Influence of Different Interfaces on Synchrony During Pressure Support Ventilation in a Pediatric Setting: A Bench Study

BACKGROUND: In adults and children, patient-ventilator synchrony is strongly dependent on both the ventilator settings and interface used in applying positive pressure to the airway. The aim of this bench study was to determine whether different interfaces and ventilator settings may influence patient-ventilator interaction in pediatric models of normal and mixed obstructive and restrictive respiratory conditions.
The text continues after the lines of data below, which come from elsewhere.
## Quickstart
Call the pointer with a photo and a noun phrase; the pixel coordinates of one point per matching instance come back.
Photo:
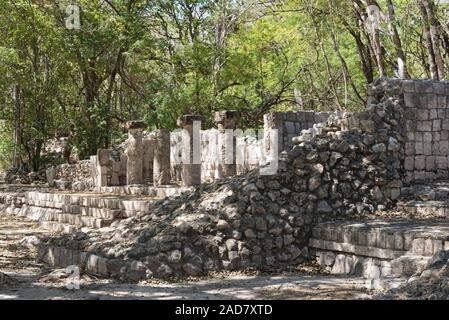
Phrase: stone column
(99, 165)
(161, 165)
(273, 121)
(191, 150)
(134, 152)
(227, 122)
(148, 159)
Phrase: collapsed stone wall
(290, 124)
(349, 165)
(67, 176)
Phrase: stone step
(158, 192)
(58, 227)
(380, 247)
(77, 220)
(408, 264)
(64, 201)
(92, 263)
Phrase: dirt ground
(21, 277)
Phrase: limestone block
(428, 149)
(409, 163)
(430, 163)
(443, 148)
(445, 124)
(424, 125)
(441, 162)
(420, 162)
(433, 114)
(422, 114)
(436, 126)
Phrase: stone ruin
(156, 158)
(334, 198)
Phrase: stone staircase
(68, 212)
(386, 247)
(398, 245)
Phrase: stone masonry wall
(427, 125)
(350, 165)
(290, 124)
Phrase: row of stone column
(140, 152)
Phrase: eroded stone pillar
(191, 149)
(148, 158)
(99, 165)
(134, 152)
(161, 165)
(227, 122)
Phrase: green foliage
(156, 60)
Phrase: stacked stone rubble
(350, 165)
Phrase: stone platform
(378, 247)
(68, 212)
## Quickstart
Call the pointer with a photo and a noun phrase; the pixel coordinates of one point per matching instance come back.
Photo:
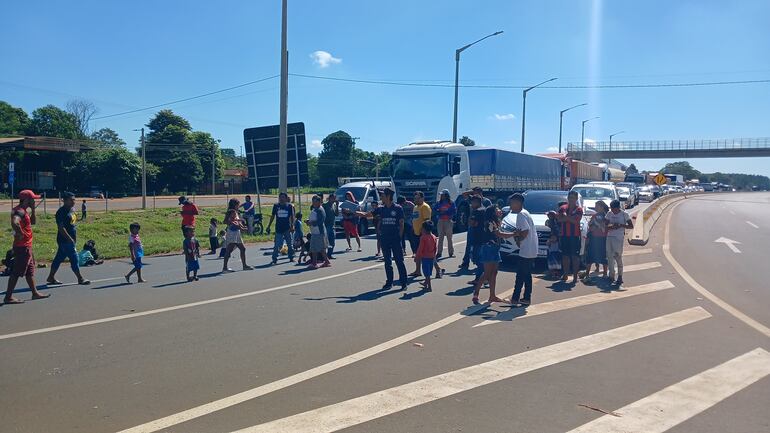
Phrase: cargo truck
(432, 166)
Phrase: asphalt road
(325, 350)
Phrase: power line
(186, 99)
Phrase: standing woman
(489, 254)
(234, 225)
(597, 240)
(445, 209)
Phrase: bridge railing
(674, 145)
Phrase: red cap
(27, 193)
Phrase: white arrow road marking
(679, 402)
(379, 404)
(730, 244)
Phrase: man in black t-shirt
(65, 239)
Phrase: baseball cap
(27, 193)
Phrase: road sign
(261, 145)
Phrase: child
(137, 252)
(426, 254)
(192, 252)
(213, 239)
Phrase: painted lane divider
(393, 400)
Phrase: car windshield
(358, 192)
(594, 192)
(420, 167)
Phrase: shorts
(569, 245)
(192, 265)
(427, 266)
(24, 262)
(489, 253)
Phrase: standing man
(188, 212)
(249, 211)
(66, 237)
(422, 213)
(391, 217)
(569, 216)
(283, 214)
(332, 210)
(618, 221)
(24, 261)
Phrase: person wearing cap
(188, 212)
(66, 237)
(445, 210)
(24, 261)
(391, 218)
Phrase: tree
(83, 111)
(335, 160)
(13, 120)
(51, 121)
(107, 138)
(466, 141)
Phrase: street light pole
(457, 79)
(561, 118)
(524, 109)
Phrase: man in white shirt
(526, 238)
(618, 221)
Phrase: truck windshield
(420, 167)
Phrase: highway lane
(122, 374)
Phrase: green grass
(160, 232)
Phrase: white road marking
(205, 409)
(379, 404)
(679, 402)
(578, 301)
(636, 252)
(641, 266)
(702, 290)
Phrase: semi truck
(432, 166)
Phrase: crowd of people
(398, 222)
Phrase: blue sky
(126, 55)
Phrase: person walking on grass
(233, 238)
(422, 213)
(283, 214)
(192, 252)
(189, 212)
(24, 262)
(618, 221)
(426, 254)
(445, 210)
(66, 237)
(331, 210)
(488, 255)
(569, 217)
(136, 250)
(318, 240)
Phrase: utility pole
(283, 129)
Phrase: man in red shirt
(189, 210)
(569, 218)
(24, 261)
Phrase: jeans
(391, 250)
(332, 237)
(66, 251)
(523, 278)
(279, 240)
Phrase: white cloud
(324, 59)
(508, 116)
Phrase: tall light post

METHODS: A test lung, connected to a pediatric mannequin using different interfaces (endotracheal tube [ETT], face mask, and helmet), was ventilated in pressure support ventilation mode testing 2 ventilator settings (pressurization time [Time(press)](50%)/cycling-off flow threshold [Tr-exp](25%), Time(press80%)/Tr-exp60%), randomly applied. The test lung was set to simulate one pediatric patient with a healthy respiratory system and another with a mixed obstructive and restricted respiratory condition, at different breathing frequencies (f) (30, 40, and 50 breaths/min). We measured inspiratory trigger delay, pressurization time, expiratory trigger delay, and time of synchrony. RESULTS: At each breathing frequency, the helmet showed the longest inspiratory trigger delay compared with the ETT and face mask. At f(30), the ETT had a reduced T-press. The helmet had the shortest T-press in the simulated child with a mixed obstructive and restricted respiratory condition, at f(40) during Time(press50%)/Tr-exp25% and at f(50) during Time(press80%)/Tr-exp60%. In the simulated child with a normal respiratory condition, the ETT presented the shortest T-press value at f(50) during Time(press80%)/Tr-exp60%. Concerning the expiratory trigger delay, the helmet showed the best interaction at f(30), but the worst at f(40) and at f(50). The helmet showed the shortest time of synchrony during all ventilator settings. CONCLUSIONS: The choice of the interface can influence patient-ventilator synchrony in a pediatric model breathing at increased f, thus making it more difficult to set the ventilator, particularly during noninvasive ventilation. The helmet demonstrated the worst interaction, suggesting that the face mask should be considered as the first choice for delivering noninvasive ventilation in a pediatric model.